Aviso: este material é uma transcrição do curso “Nietzsche”, realizado pela Casa do Saber e pela professora Scarlett Marton. Por se tratar de uma transcrição, as frases não seguem necessariamente uma ordem ou linha de raciocínio semelhante às de um texto escrito.

As marcas da filosofia nietzscheana e como acessá-la

Nietzsche, um pensador alemão da segunda metade do século 19, deixou uma obra polêmica que continua no centro do debate filosófico. Mas Nietzsche não é um filósofo como qualquer outro. Na verdade, quando se entra em contato com a sua obra, temos que prestar atenção não só no que ele diz, mas como ele diz. Nietzsche é um fino estrategista. Ele se alia a alguns pensadores para combate outros. Depois, toma por adversário estes que ele havia se aliado.

Quatro são as marcas da filosofia nietzscheana:

A primeira delas é o Pluralismo. Os estilos que Nietzsche adota em seus livros são plurais. À diferença de outros filósofos como Descartes ou Kant, vamos encontrar uma pluralidade de estilos. Por exemplo, seu primeiro livro publicado em 1871, "O Nascimento da Tragédia", apresenta para o leitor um estilo dissertativo. A ele se seguem: 4 “Considerações Extemporâneas”, escritas entre 1873 e 1876. Nelas, Nietzsche adota um estilo panfletário, sem nenhuma conotação pejorativa em relação a esse termo, é claro. Nietzsche inaugura um novo estilo, um estilo aforismático, com a população do primeiro volume de "Humano Demasiado Humano", em 1879, com dois apêndices: "miscelânea de opiniões e sentenças" e o "andarilho e sua sombra. Em 1880, "Aurora", em 1881, as quatro primeiras partes de "A Gaia e a ciência".

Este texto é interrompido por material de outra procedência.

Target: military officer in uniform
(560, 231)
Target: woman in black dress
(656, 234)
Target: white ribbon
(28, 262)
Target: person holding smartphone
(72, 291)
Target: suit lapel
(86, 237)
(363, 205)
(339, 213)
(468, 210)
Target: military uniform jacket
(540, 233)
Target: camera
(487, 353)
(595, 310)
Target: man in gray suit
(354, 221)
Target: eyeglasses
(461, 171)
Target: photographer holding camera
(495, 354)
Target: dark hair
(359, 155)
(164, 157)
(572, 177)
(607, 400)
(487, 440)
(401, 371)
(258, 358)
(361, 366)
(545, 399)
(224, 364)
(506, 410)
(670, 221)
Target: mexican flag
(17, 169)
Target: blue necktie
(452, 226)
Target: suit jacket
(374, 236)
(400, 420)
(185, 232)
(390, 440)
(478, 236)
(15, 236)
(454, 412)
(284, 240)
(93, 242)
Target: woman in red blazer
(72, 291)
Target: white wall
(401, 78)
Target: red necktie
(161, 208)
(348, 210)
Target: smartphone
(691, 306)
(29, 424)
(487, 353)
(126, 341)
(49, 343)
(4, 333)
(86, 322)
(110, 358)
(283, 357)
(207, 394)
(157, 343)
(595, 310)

Desses escritos, vamos encontrar esse estilo aforismático. Nietzsche irá tratar dos mais diversos assuntos, dos mais diferentes temas e questões filosofias sem que nenhum elo aparente que as una. Ele irá tratar de todas recorrendo por vezes a pequenas frases, por vezes, a pequenos parágrafos.

Entre 1883 e 85, Nietzsche escreve "Assim falava Zaratustra", um livro sem dúvida altamente polêmico, pois nele o estilo escolhido pelo autor é o paródico. Ele fará uma paródia dos evangélicos.

Em 1886, “Para além de Bem e Mal", onde podemos dizer que há uma mistura de vários estilos.

Em 87 em genealogia da moral, Nietzsche retoma o estilo dissertativo e em 1888, último ano que ele se mantem intelectualmente ativo, escreve: "O Caso Wagner", "Crepúsculo dos Ídolos", "Nietzsche contra Wagner", "O Anticristo", "Ecce Homo" e "Ditirambos de Dionísio".

Com "Ecce Homo", Nietzsche subverte o estilo autobiográfico.

Além disso, Nietzsche foi poeta. Em 1888 publica "Ditirambos de Dionísio", uma reunião de seus poemas.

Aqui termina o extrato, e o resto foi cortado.